Category: Architecture

This page traces the three primary data flows through the framework: configuration, results, and monitoring. Understanding these paths helps when diagnosing failures, extending the framework, or integrating with external systems.


Configuration Data Flow

Key Rules

  • Downstream scripts never read variables.yml directly. They only consume the generated JSON files.
  • Variables are tagged by solution name in the master YAML (solutions: [fio, iperf]).

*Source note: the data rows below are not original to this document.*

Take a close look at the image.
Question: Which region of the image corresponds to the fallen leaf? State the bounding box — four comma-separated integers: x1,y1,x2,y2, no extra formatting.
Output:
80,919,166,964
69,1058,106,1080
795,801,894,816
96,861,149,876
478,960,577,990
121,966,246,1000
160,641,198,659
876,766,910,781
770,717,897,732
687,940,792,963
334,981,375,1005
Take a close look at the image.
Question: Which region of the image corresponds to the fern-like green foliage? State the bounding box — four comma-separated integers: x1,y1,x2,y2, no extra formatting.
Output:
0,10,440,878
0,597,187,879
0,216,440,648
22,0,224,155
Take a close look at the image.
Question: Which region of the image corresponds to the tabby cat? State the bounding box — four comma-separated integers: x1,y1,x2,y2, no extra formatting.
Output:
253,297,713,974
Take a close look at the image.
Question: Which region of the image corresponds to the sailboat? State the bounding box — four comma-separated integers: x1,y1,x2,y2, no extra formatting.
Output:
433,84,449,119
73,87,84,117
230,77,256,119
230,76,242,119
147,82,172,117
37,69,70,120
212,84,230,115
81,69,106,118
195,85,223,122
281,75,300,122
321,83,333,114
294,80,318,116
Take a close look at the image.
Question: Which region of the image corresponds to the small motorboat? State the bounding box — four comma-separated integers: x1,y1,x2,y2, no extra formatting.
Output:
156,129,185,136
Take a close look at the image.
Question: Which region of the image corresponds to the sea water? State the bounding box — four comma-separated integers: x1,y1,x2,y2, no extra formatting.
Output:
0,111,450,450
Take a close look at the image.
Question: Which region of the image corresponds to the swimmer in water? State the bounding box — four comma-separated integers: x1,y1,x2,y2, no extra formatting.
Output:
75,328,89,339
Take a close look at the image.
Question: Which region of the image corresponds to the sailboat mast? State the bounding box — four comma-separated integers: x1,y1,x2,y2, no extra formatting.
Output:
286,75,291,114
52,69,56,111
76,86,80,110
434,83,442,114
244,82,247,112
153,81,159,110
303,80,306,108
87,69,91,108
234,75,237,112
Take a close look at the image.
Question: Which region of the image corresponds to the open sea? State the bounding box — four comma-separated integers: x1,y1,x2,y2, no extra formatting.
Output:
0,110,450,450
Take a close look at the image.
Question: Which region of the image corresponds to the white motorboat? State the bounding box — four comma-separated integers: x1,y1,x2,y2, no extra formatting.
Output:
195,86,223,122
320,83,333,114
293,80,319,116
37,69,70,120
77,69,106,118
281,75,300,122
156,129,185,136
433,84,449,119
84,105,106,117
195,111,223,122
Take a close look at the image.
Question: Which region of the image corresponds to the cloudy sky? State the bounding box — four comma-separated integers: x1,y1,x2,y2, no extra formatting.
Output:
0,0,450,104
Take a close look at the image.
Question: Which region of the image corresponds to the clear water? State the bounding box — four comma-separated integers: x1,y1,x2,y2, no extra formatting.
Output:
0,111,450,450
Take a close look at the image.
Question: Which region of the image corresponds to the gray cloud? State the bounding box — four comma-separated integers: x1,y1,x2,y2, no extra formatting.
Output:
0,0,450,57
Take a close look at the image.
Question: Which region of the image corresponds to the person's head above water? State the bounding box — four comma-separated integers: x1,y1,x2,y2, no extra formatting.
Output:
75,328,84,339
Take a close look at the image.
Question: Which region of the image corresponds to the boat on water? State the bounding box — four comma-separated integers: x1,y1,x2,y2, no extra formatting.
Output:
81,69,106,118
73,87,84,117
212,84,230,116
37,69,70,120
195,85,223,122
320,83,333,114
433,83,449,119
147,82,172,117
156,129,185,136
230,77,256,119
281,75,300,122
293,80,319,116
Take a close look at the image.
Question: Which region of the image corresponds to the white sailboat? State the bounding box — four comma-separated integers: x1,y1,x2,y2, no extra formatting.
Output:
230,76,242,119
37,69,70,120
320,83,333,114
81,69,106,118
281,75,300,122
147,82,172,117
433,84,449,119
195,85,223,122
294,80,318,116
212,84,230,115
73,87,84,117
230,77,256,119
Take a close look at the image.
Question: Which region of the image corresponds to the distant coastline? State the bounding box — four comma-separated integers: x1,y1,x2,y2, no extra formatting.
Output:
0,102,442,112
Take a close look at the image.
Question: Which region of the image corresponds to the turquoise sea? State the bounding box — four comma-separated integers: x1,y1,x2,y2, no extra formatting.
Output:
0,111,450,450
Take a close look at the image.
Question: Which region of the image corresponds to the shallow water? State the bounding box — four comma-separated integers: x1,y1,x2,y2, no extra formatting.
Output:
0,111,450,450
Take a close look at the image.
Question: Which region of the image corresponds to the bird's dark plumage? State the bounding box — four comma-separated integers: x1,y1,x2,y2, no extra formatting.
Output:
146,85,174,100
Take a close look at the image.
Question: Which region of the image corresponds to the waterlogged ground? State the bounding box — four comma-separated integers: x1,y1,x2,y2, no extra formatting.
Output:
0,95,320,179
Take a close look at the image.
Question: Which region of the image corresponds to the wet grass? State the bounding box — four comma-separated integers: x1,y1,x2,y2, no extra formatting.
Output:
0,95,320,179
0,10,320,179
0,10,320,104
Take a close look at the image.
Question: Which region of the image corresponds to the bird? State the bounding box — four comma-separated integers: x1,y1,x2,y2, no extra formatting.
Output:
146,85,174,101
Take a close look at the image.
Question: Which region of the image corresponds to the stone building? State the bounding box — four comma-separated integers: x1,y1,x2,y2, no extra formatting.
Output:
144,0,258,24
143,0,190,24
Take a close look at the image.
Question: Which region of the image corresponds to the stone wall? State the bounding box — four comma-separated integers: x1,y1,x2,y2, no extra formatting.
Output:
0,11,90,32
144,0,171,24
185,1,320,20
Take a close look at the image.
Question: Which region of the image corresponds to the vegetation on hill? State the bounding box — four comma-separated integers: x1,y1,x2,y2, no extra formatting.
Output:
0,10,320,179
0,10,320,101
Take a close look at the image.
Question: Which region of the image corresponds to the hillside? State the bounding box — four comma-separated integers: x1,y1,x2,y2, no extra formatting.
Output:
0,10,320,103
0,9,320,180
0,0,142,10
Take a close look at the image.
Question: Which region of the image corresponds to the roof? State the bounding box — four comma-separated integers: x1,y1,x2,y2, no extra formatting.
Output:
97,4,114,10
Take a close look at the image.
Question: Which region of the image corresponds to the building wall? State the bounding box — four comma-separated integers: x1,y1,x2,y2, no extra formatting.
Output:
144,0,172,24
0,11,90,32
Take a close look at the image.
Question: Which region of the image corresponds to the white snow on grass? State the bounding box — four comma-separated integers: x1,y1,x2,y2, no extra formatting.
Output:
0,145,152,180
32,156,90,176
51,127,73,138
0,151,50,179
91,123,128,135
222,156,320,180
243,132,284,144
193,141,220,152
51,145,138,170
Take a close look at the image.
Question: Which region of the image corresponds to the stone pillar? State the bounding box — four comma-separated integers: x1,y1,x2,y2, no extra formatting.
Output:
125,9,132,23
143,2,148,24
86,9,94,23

ConfigManager emits only variables tagged for the target solution.
  • Override chain (lowest wins): master YAML → environment variable → -Variables parameter → profile YAML

Results Data Flow

Aggregate JSON Contract

Every tool's Collect-*.ps1 writes a JSON file conforming to the same top-level envelope:

{
  "run_id": "string",
  "tool": "string",
  "profile": "string",
  "node_count": int,
  "<tool_specific_metrics>": { ... },
  "collected_at": "ISO 8601 UTC"
}

Report templates rely on this envelope structure; adding a new tool requires a corresponding template that maps its specific metric fields.


Monitoring Data Flow

Alert Rule Evaluation

Alert rules are defined in monitoring/<tool>/alert-rules.yml. Each rule specifies:

Field Description
counter Windows Performance Counter path
condition <, >, or ==
threshold Numeric value
cooldown_seconds Minimum seconds between repeated alerts for the same rule
severity warning or critical

When a rule fires, MonitoringManager appends a structured JSON line to alerts-<node>.jsonl with the rule name, counter value, node name, and UTC timestamp. The Collect-*.ps1 scripts include a threshold violation review step that surfaces any alerts recorded during the run.


Correlation IDs

Every log line written by the Logger module includes a correlation_id field set to the RunId passed to Start-*.ps1. This allows correlating entries across:

  • monitor-<node>.jsonl — PerfMon samples
  • alerts-<node>.jsonl — Alert triggers
  • <RunId>-aggregate.json — Parsed results
  • state/<RunId>.json — Checkpoint state

When investigating a failed or anomalous run, filter all log files by "correlation_id": "<RunId>" to reconstruct the full timeline.